I have this dataframe:
type run corrected_episode Reward
0 notsweet 0 0 35.0
1 notsweet 0 100 20.0
2 notsweet 0 200 20.0
3 notsweet 0 300 22.0
4 notsweet 0 400 20.0
I want to create a new column, best_so_far, that has a monotonically increasing value for the corresponding Reward grouped by type, run, and corrected_episode. Easy enough, right? Except the following happens when I try to use groupby and cummax:
foo['best_so_far'] = foo.groupby(['type','run','corrected_episode']).Reward.cummax() yields:
type run corrected_episode Reward best_so_far
0 notsweet 0 0 35.0 35.0
1 notsweet 0 100 20.0 20.0
2 notsweet 0 200 20.0 20.0
3 notsweet 0 300 22.0 22.0
4 notsweet 0 400 20.0 20.0
The "best so far", well, isn't the best. I get the same results if I use foo['best_so_far'] = foo.groupby(['type','run','corrected_episode']).Reward.apply(lambda x: x.cummax())

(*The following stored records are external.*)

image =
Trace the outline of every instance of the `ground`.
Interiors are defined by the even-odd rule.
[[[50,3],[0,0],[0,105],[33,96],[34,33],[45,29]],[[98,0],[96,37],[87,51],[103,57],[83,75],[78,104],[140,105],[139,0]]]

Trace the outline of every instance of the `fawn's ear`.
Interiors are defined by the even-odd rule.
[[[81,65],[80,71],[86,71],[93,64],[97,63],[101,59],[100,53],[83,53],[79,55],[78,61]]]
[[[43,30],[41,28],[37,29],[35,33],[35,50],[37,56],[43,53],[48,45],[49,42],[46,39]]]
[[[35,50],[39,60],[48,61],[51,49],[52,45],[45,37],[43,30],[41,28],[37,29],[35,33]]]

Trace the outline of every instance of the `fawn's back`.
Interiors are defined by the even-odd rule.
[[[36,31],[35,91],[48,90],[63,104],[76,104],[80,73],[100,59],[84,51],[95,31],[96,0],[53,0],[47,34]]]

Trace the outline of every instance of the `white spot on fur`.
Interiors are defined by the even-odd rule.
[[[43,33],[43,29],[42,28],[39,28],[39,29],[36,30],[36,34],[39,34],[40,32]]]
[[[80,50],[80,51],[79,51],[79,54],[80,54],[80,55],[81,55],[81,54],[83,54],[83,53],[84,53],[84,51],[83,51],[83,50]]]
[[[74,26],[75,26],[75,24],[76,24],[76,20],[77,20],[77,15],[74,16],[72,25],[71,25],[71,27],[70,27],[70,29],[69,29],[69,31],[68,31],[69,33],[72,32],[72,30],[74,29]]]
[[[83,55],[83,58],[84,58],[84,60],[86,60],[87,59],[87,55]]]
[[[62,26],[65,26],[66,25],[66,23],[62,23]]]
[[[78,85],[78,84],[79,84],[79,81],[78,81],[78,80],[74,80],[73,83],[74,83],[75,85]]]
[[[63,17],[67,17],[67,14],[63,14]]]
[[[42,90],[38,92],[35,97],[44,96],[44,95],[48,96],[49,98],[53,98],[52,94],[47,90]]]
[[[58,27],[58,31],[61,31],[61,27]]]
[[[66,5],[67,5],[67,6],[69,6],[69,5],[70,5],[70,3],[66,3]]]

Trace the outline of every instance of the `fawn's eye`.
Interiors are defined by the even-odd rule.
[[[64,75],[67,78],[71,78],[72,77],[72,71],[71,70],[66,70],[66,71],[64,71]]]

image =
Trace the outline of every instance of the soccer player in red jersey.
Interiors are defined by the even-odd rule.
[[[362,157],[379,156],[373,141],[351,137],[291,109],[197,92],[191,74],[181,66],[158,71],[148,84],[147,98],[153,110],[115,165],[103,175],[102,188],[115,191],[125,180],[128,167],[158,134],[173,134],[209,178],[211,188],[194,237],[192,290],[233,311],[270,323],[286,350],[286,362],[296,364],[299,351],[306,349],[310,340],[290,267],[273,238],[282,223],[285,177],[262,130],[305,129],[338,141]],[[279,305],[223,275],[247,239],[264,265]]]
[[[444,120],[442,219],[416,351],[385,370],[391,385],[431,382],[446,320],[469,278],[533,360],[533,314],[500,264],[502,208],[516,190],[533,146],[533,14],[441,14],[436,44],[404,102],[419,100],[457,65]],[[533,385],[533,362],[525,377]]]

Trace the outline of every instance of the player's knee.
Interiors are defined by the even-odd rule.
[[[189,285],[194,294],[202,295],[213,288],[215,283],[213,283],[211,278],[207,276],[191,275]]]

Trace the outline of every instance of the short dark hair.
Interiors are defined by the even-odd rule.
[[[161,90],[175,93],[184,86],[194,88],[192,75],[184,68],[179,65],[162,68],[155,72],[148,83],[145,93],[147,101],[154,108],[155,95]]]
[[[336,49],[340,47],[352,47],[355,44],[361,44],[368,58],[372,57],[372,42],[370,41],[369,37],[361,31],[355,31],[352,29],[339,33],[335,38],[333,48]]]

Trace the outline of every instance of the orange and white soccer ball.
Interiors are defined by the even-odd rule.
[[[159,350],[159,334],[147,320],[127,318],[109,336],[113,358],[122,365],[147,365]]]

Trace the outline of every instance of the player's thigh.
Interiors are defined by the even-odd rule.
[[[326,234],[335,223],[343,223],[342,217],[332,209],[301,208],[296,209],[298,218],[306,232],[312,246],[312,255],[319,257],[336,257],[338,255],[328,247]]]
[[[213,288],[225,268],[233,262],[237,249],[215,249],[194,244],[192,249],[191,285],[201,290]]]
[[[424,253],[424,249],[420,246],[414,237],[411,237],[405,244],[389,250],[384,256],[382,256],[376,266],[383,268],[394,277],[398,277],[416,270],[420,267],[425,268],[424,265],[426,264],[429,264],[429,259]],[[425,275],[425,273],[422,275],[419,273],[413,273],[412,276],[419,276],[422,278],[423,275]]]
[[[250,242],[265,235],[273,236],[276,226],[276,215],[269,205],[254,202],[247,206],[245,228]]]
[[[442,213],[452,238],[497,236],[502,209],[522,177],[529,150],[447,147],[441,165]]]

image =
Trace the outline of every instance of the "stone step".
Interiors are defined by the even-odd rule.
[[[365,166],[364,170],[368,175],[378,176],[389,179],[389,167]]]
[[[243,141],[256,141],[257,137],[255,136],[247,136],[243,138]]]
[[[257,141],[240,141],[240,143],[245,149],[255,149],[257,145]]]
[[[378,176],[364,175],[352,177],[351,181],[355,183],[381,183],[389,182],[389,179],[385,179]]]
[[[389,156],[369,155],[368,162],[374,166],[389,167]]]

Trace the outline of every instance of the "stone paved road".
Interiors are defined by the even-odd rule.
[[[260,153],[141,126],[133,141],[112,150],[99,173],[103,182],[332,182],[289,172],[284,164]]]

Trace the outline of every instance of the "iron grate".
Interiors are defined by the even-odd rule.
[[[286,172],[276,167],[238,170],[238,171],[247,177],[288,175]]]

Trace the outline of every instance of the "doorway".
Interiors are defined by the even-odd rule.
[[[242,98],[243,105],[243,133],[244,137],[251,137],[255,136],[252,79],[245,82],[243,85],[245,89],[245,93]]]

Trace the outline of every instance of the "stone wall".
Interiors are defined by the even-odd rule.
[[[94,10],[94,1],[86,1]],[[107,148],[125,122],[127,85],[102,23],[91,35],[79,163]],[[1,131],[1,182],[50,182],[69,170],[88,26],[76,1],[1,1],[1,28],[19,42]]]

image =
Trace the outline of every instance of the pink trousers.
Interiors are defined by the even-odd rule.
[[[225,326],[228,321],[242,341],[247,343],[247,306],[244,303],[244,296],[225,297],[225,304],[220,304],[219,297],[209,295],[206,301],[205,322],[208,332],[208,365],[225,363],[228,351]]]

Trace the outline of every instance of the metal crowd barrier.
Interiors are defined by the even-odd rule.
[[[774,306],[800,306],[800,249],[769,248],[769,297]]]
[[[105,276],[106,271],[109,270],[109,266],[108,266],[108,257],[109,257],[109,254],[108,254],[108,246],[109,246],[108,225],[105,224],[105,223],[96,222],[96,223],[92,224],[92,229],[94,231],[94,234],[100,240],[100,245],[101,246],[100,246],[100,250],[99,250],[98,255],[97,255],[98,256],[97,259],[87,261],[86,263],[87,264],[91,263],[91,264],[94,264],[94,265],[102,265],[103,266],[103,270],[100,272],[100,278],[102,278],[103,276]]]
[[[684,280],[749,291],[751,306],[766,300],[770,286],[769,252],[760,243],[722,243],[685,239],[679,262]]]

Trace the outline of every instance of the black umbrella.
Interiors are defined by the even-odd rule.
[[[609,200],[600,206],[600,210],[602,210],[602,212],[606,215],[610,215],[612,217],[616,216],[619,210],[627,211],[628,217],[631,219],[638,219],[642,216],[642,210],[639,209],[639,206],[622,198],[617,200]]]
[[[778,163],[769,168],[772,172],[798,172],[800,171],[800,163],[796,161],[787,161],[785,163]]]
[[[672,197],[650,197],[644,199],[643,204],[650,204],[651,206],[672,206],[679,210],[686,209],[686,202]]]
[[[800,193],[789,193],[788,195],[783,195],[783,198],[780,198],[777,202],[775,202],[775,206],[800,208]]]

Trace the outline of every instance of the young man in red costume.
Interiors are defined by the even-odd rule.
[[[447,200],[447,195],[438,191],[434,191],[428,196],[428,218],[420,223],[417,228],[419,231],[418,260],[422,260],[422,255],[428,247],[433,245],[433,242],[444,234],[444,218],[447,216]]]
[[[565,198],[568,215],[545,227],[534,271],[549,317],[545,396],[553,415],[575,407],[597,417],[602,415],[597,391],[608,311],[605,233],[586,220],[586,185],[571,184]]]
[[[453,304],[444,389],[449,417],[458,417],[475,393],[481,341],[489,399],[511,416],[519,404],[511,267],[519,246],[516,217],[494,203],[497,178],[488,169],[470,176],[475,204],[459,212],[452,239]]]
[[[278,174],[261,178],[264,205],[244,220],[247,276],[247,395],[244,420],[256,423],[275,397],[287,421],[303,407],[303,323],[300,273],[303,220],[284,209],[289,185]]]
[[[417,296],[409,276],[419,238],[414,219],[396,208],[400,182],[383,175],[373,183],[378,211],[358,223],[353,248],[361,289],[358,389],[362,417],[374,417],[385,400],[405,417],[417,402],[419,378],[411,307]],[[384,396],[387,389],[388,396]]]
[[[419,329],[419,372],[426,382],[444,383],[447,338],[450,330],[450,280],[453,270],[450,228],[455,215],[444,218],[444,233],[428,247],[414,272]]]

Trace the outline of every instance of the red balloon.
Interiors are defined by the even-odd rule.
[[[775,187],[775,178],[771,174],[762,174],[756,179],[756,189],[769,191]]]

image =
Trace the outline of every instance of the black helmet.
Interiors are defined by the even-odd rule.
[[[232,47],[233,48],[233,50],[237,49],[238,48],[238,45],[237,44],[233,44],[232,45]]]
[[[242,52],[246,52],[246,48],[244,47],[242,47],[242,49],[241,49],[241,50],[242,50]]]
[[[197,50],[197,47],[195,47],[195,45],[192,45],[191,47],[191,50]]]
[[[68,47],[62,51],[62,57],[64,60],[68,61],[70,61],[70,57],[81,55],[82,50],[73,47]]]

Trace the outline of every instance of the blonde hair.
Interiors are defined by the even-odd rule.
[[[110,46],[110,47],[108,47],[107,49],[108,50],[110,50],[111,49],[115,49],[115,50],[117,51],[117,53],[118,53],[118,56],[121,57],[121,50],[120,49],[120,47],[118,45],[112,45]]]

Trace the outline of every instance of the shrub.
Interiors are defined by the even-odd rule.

I know this is possible because I've done this dozens of times with other dataframes, there's just something weird about this one that this simple procedure just doesn't work.
CodePudding user response:
You can try remove corrected_episode
foo['best_so_far'] = foo.groupby(['type','run']).Reward.cummax()
CodePudding user response:
After posting this of course I discovered what happened, but I'm going to share what I did to fix this here because this is the kind of Violation of the Principle of Least Astonishment that pandas is prone to.
The solution was to do this, instead:
foo['best_so_far'] = foo.groupby(['type','run']).Reward.cummax()
That is, I over specified the columns by including corrected_episode that had the unintended effect of just executing cummax() for that one element. However, I had originally included corrected_episode to ensure that the order of the rows was correct -- i.e., the dataframe was actually the result of massaging a lot of data (you are seeing a teeny tiny subset), and the order of the data wasn't necessarily sane for the cummax() to work as I envisioned.